Life

‘What is the greatest comeback to an insult you’ve heard?’ – 23 brutal takedowns

13.

‘One of my co-workers was cold-calling customers, trying to get appointments to drum up business. One of them told him to, “go f-ck his hand,” and he responded with “I’ve got that penciled in for 3. I should be done by 4 if you’d like to come in for an appointment then?” The guy laughed his ass off, and ended up coming in for the appointment.’
Difference_in_Shades

14.

’18th Century British radical politician John Wilkes was told in parliament by a political opponent “Sir, I do not know whether you will die on the gallows or of the pox”.

‘Wilkes shot back with “That depends, my lord, on whether I embrace your lordship’s principles or your mistress.”
[deleted]

15.

“You sure do talk a lot for never saying anything.”
spaceylacy82

16.

‘A dude in my class called out a semi friend of mine, that people are talking behind his back. In fact, that wasn’t the case, as far as I know, and that guy said: “Well you know what the say about you? Nothing, nobody fucking cares.”
ItsTime4you2go

17.

“If you weren’t so stupid what would you be?” Asks the husband. The wife replies, without even skipping a beat. “Single”
bunnykins74

18.

‘Not heard, but read. Easily the Spartans reply to Philip II of Macedon: “As Philip II of Macedon was conquering Greek city-states left and right, Sparta was left alone.

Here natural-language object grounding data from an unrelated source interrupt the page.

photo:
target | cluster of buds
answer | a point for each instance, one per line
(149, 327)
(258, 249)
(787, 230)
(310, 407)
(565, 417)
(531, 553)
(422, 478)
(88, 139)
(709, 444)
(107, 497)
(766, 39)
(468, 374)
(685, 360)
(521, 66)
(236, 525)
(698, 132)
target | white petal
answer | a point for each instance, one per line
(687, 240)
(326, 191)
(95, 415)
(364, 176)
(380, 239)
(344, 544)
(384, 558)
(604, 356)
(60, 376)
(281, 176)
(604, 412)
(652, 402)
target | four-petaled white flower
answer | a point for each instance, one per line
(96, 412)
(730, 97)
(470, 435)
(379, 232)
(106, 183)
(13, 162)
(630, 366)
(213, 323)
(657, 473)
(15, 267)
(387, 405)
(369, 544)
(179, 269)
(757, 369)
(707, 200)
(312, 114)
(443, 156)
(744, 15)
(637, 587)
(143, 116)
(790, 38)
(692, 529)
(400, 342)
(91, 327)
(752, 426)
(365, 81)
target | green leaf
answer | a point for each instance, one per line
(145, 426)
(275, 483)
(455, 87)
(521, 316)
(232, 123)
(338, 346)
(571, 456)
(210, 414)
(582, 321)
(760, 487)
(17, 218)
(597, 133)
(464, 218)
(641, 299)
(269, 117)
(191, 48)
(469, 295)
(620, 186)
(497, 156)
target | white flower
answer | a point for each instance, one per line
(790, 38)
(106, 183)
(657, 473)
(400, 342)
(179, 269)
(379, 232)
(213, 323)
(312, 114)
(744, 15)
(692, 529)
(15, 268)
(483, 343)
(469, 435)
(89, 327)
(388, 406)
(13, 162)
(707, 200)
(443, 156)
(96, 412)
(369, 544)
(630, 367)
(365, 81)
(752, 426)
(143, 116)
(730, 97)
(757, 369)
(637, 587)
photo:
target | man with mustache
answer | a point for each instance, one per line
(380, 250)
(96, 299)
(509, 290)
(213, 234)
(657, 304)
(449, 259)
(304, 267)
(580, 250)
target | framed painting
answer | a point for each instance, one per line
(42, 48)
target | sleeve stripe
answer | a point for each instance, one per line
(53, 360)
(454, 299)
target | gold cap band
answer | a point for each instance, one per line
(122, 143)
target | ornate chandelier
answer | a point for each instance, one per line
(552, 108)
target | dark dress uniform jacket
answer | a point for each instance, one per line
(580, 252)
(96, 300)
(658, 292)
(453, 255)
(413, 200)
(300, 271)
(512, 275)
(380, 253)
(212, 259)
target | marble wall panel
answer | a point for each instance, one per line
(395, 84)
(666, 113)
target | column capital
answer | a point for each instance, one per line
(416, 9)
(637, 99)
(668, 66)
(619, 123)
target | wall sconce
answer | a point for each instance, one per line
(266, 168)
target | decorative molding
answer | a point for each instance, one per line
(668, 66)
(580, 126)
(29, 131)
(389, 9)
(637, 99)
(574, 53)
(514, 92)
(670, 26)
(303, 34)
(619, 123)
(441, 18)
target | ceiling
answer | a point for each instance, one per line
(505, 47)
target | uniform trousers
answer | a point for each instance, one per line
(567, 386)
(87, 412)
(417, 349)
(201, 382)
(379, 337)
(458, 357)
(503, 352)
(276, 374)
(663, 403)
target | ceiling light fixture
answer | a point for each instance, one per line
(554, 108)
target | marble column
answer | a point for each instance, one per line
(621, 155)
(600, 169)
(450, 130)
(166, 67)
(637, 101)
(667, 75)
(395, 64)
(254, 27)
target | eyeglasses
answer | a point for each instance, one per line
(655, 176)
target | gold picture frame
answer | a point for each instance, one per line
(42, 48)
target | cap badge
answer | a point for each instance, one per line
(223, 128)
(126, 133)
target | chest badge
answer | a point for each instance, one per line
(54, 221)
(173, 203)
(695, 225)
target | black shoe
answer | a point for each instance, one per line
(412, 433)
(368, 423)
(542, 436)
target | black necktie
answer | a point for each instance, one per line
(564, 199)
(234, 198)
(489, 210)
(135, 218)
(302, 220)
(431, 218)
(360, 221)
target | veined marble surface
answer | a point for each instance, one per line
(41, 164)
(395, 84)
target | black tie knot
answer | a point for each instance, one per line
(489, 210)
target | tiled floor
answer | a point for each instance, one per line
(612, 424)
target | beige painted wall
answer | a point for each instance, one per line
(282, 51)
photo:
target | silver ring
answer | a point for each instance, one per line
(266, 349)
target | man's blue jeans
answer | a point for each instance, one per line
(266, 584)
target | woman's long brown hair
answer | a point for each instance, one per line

Philip had achieved a crushing victory, and Sparta was relatively weak and without walls. Philip sent a message to the Spartans saying “If I invade Lakonia you will be destroyed, never to rise again.”

‘The Spartans replied with one word, “If.”
JuiceBox1

19.

“What are you looking at?”

“I’m still trying to find out.”
HemiJones

20.

‘Air Traffic Control doing a poor job of vectoring an Airbus A330 in for landing.

Pilot: “You’ve left us too high, I don’t think we can make the approach.”

ATC: “You’ve got speedbrakes on that thing, don’t you?”

Pilot: (After a noticeable pause) “Yes, but those are for my mistakes, not yours.”
DerpDishPizza

21.

‘It’s gotta be the Aliens locker room scene for me.

Hudson: “Hey Vasquez, have you ever been mistaken for a man?”

Vasquez: “No, have you?”
Mike-Drop

22.

‘English class in Middle School

Kid A – “yo, Kid B, your mama waited on me at McDonalds last night. Must feel like shit having a mom that works at McDonalds”

Kid B- ” at least MY mom gets out of bed to go to work”

‘English teacher far louder than he realized “DAYUM!” The rest of us were laughing so hard, the teacher next door popped her head in to see what was going on …’
Nutella_Zamboni

23.

‘Anything I’ve thought of more than an hour after the insult.’